VoxEU Column COVID-19 Labour Markets Macroeconomic policy

The coronavirus stimulus package: Quantifying the transfer multiplier

Among the various measures announced in response to the economic fallout caused by the COVID-19 pandemic, the $2 trillion stimulus package legislated in the US at the end of March 2020 stands out in terms of size. This column quantifies the multiplier of the stimulus’s transfer component. It finds that transfers which top up unemployment benefits are particularly effective because they reduce the income risk due to the lockdown ex ante. In this case, the multiplier may be as high as 2.

The economic fallout of the COVID-19 pandemic is unprecedented and widely discussed. The same holds for the response of economic policy to the crisis. In fact, policy makers have put in place a variety of measures rather speedily. And while actual measures are perhaps not as radical as some proposals (e.g.

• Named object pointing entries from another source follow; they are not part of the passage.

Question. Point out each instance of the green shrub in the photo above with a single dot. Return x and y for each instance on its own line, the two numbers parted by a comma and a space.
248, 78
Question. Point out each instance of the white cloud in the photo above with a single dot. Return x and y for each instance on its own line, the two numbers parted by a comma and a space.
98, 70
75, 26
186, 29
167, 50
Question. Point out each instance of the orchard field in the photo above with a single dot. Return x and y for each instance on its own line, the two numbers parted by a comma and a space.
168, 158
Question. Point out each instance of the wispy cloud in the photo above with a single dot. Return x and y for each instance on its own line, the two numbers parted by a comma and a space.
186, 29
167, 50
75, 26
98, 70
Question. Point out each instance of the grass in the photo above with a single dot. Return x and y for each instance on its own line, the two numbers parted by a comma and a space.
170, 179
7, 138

Bénassy-Quéré et al. 2020, Gali 2020), they are certainly impressive in terms of size and scope.

The CARES act: the largest stimulus ever

One of the measures without historical precedent is the ‘Coronavirus Aid, Relief, and Economic Security (CARES) Act’, signed into law by President Trump on 27 March 2020. As a result, $2 trillion of federal funds are being disbursed to households and firms through various channels. To put this into perspective, recall that the American Recovery and Reinvestment Act, legislated in 2009 in response to the financial crisis, mobilized only $800 billion of additional federal spending.

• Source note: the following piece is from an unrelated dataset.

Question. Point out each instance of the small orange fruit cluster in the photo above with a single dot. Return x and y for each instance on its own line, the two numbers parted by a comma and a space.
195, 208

Under the CARES act, any adult in the US population with a gross income of $75,000 or less receives a one-time payment of $1,200. In addition, it includes a top-up to state unemployment benefits of $600 per week. Conditional on being unemployed, this top-up payment is lump sum and may run up to the end of July 2020. Each of these items is expected to amount to some $250 billion of federal expenditures.

These measures provide some relief for the individuals that are hit hard by the crisis, but they are also bound to have a macroeconomic impact. In a new paper, we quantify the multiplier effect of these transfer payments, i.e. the dollar change of the US GDP per dollar spent on transfers (Bayer et al. 2020a). We perform the analysis in a model of the HANK type, estimated on US data in earlier work (Bayer et al. 2020b). It features heterogenous agents (HA) in an otherwise conventional medium-sized New Keynesian (NK) model. The model is uniquely suited for our analysis of the transfer multiplier, because it accounts for both, possibly different labor market outcomes across households as well as the frictions that are necessary for a full-fledged business cycle analysis.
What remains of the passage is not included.